No próximo domingo 20 de abril acontecem eleições gerais no Paraguai. Pela primeira vez em sessenta anos (a maior parte dos quais sob ditaduras militares) o poder do direitista Partido Colorado está em questão. Todas as pesquisas de intenção de voto indicam que Fernando Lugo, candidato pela Aliança Patriótica para a Mudança (APC, na sigla em castelhano), será eleito presidente da República. Revezam-se no segundo lugar a candidata colorada Blanca Ovelar, ex-ministra de Educação, e o candidato do partido UNACE (União de Cidadãos Éticos), o general reformado Lino Oviedo, dissidente do Partido Colorado. A eleição se define em um turno por maioria simples de votos.

GUSTAVO CODAS

A APC é uma ampla frente que agrega o outro partido tradicional, o Liberal Radical Auténtico (moderado, porém democrático) e mais de uma dúzia de partidos e movimentos políticos progressistas e de esquerda, vários com forte militância social (sobretudo de movimentos camponeses). Lugo é um ex-bispo católico que se projetou, primeiro, pelo seu trabalho pastoral em uma região de intensos conflitos agrários e, mais recentemente, ao propor e encabeçar uma ampla concertação e mobilização nacional para derrotar à máfia instalada no poder através do Partido Colorado. Assim, a candidatura de Lugo não é apenas um fenômeno de marketing político passageiro, mas expressa uma vontade de mudanças profundas no país.
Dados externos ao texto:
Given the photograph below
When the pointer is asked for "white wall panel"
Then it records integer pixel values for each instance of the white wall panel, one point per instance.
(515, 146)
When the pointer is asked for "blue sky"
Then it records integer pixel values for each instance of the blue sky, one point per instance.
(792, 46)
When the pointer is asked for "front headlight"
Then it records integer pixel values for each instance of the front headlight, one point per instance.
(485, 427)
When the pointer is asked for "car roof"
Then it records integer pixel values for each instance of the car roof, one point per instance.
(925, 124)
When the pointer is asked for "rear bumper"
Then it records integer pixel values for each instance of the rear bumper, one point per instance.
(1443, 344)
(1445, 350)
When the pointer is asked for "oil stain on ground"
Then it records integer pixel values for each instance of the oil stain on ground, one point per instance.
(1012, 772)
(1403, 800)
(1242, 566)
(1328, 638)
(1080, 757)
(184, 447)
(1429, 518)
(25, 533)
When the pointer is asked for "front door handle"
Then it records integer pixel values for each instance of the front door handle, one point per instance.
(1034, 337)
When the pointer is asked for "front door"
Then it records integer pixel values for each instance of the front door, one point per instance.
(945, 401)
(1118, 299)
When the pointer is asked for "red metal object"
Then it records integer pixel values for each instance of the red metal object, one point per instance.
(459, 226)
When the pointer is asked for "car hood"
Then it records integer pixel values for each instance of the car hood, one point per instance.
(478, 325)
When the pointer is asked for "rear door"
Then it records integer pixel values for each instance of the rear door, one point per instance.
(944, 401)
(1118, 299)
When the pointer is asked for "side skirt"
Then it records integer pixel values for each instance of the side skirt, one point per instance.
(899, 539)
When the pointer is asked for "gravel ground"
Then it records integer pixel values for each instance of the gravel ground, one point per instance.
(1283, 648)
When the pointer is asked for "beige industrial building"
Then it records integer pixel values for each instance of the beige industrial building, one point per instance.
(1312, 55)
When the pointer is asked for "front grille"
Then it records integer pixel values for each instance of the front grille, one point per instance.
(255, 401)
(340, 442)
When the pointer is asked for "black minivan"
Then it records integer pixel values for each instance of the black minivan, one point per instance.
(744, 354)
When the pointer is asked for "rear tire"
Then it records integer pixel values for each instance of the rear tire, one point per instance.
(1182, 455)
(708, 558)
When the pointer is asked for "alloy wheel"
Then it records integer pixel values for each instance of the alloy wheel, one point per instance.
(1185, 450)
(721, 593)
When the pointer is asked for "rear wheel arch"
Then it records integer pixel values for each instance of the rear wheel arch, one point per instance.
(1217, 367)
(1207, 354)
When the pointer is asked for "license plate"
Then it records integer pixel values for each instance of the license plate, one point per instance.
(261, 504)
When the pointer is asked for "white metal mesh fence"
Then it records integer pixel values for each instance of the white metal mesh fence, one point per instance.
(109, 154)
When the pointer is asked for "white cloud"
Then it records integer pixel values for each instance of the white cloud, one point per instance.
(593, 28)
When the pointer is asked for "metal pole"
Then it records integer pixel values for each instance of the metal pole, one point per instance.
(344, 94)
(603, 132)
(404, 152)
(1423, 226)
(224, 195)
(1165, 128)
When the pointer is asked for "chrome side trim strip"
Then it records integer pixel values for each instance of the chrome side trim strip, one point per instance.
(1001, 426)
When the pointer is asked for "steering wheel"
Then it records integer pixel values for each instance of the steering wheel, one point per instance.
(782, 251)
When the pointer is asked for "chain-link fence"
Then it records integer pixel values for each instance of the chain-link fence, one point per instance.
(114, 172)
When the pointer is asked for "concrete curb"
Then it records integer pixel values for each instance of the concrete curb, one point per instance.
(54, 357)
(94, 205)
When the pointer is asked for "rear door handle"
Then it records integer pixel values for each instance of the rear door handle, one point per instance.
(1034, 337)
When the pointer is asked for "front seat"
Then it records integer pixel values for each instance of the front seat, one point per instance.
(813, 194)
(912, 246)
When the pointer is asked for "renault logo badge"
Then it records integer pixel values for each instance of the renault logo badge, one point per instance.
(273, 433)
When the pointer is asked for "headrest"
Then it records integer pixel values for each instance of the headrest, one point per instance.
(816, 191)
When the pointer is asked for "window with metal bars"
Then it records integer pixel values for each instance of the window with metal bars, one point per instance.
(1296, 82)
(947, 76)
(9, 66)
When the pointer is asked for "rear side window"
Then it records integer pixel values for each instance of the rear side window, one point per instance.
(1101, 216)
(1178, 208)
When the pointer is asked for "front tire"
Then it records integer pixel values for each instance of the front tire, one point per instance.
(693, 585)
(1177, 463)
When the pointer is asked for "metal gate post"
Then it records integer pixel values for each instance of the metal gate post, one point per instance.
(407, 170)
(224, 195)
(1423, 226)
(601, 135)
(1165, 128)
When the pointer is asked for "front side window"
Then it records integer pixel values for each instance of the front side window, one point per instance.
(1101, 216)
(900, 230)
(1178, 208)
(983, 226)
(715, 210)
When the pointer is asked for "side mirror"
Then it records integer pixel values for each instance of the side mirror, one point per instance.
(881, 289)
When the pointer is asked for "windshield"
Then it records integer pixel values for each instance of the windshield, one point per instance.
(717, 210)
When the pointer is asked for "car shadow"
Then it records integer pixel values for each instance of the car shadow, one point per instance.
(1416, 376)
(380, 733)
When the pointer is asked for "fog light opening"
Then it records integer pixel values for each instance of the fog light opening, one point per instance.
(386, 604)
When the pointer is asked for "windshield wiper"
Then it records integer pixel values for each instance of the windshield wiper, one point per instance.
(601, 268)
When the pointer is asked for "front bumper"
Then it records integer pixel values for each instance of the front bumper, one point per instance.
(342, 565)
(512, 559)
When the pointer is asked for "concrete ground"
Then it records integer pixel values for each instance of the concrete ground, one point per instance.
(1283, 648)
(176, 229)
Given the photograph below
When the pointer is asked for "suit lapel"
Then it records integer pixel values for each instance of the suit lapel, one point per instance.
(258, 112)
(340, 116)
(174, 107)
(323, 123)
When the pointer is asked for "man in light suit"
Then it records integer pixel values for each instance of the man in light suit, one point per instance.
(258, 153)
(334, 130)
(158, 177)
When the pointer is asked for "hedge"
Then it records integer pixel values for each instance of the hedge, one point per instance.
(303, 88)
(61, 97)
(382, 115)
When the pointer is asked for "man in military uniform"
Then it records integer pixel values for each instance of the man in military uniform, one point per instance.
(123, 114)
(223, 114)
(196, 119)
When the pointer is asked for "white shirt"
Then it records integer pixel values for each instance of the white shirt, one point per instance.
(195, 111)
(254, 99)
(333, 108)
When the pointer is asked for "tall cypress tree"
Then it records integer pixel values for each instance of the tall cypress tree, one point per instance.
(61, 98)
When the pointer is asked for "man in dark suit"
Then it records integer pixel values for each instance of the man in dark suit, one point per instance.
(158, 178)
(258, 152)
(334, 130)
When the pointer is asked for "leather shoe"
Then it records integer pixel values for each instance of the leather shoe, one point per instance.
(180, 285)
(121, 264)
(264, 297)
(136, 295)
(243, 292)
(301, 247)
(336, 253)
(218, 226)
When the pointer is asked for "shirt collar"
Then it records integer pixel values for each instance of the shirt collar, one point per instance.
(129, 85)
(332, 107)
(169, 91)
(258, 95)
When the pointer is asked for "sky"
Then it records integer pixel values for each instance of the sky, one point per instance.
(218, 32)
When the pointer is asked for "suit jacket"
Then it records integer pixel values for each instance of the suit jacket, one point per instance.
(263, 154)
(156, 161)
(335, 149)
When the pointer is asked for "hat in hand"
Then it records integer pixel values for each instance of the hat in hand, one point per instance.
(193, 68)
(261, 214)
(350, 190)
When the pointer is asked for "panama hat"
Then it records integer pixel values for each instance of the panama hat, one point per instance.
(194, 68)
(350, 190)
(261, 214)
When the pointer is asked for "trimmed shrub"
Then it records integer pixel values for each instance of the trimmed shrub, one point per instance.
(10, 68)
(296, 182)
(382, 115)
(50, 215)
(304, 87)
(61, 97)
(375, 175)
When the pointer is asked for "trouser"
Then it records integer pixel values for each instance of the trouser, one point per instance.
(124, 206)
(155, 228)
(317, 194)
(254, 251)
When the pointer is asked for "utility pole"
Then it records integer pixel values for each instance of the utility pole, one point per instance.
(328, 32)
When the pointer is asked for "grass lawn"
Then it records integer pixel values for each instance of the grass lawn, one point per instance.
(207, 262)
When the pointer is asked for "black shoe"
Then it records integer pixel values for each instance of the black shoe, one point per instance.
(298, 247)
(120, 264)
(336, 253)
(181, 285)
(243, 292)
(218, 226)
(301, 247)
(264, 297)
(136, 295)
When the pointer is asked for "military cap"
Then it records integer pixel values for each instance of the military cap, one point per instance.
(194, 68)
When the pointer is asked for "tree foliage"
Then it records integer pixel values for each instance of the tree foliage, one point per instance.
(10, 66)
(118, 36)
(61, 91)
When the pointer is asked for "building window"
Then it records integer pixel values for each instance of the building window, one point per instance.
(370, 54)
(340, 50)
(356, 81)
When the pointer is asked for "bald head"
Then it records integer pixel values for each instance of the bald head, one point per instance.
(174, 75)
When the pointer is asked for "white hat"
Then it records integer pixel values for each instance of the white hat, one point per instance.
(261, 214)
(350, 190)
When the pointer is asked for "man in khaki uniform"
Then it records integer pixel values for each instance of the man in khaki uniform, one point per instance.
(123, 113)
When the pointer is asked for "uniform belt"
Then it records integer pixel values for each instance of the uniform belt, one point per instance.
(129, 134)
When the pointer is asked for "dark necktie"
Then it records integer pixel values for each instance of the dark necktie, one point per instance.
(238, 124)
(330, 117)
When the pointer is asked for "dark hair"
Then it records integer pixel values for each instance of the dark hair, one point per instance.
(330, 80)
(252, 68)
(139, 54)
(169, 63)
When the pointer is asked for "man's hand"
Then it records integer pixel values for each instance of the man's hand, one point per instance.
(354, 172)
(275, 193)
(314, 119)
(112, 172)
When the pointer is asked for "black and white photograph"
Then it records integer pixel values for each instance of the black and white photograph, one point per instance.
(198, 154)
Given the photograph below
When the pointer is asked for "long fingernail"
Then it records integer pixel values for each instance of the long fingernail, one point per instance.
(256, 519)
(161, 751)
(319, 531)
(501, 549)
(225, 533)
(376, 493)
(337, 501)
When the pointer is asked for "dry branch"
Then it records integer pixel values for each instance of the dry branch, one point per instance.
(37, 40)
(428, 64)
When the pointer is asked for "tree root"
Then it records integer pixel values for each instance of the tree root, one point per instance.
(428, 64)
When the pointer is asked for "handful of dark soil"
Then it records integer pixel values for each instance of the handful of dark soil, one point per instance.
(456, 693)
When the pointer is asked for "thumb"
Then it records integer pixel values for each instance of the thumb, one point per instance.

A perspectiva de vitória de Lugo tem provocado nervosismo nas forças conservadoras no Brasil. É o que expressou Rubens Barbosa, ex-embaixador pró Estados Unidos do Brasil em Washington (junho 1999 – março 2004) e atual lobista da FIESP, no artigo “Paraguai, uma nova Bolívia?” (OESP, 08/04/2008). Lugo propõe mudanças nas relações bilaterais, a começar pelos termos em que opera Itaipu, visando maior equidade entre os dois países. Para Barbosa essa agenda entra em uma “questão de segurança nacional e não admite tergiversação. Esperamos que os interesses maiores do Brasil sejam defendidos de maneira realmente efetiva, e não com a falta de vigor” como segundo ele ocorreu em relação a Bolívia por ocasião da nacionalização do gás.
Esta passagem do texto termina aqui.